# Steering wheel buttons



## Papa Rad (Apr 30, 2012)

the 'next' button, the one in the center, has broke off. I was able to pull it and check everything out, it is held on by 2 little plastic tabs in the back that have broke. without the tabs holding it in place it just simply rattles around in there. is there any way I can secure it and still have it functional?
here of some pics of what im talking about


----------



## GTO JUDGE (May 14, 2005)

epoxy it?


----------



## Papa Rad (Apr 30, 2012)

GTO JUDGE said:


> epoxy it?


i tried gorilla super glue and couldn't get it to stay on. the first time that stuff has never worked for me.


----------



## GTO JUDGE (May 14, 2005)

gorilla glue needs one surface to be wet for it to adhere too. When it begins to cure it foams and expands. Plastic is not porous and that glue probably won't work as you have found besides it may be a nightmare for you on something like this. Try a 2 part epoxy. OR... if you don't care if it ever needs to be removed try JB weld (just a little dab on the contact points. You'll never get it off again though. 

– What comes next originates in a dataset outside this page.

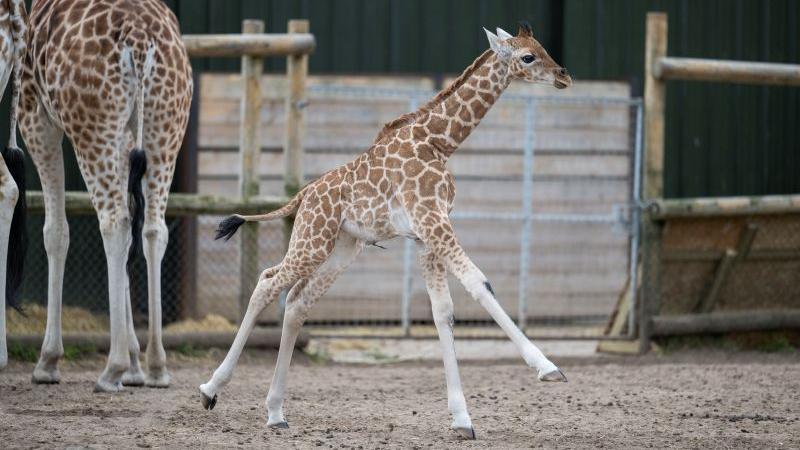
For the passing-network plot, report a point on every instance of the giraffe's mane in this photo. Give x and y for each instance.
(409, 118)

If it were me I'd try hot glue if that don't work wrapping the sides with black electrical tape to make it snug. Force it in see if it works then use a fine exacto knife to trim excess tape away. If you get it to stay and looks good don't use the button use the dash control.


----------



## Papa Rad (Apr 30, 2012)

^not that kind. I used the super glue kind. its clear, doesn't foam, and doesn't need to have a surface wet and dries in minuets. best stuff EVER!. I like the hot glue idea, might give that a shot after work. I just wish there was a way I could get in there to put a zip tie around it, I would think that would hold it in place decent and keep it functional.


----------



## Papa Rad (Apr 30, 2012)

Just an update, I finally got around to working on it. the hot glue it most definitely the way to go for this. an entire new switch was going to be WAY to much. I started by putting a decent bead along the back of it where it was broke, after letting it dry it wasn't quite secure so I pulled it up a bit and put a small dap along the outer edge to hold it in place good. after letting it dry its in secure and it takes a harder push, but is still functional.


----------



## GTO JUDGE (May 14, 2005)

Papa Rad said:


> Just an update, I finally got around to working on it. the hot glue it most definitely the way to go for this. an entire new switch was going to be WAY to much. I started by putting a decent bead along the back of it where it was broke, after letting it dry it wasn't quite secure so I pulled it up a bit and put a small dap along the outer edge to hold it in place good. after letting it dry its in secure and it takes a harder push, but is still functional.


glad it worked.


----------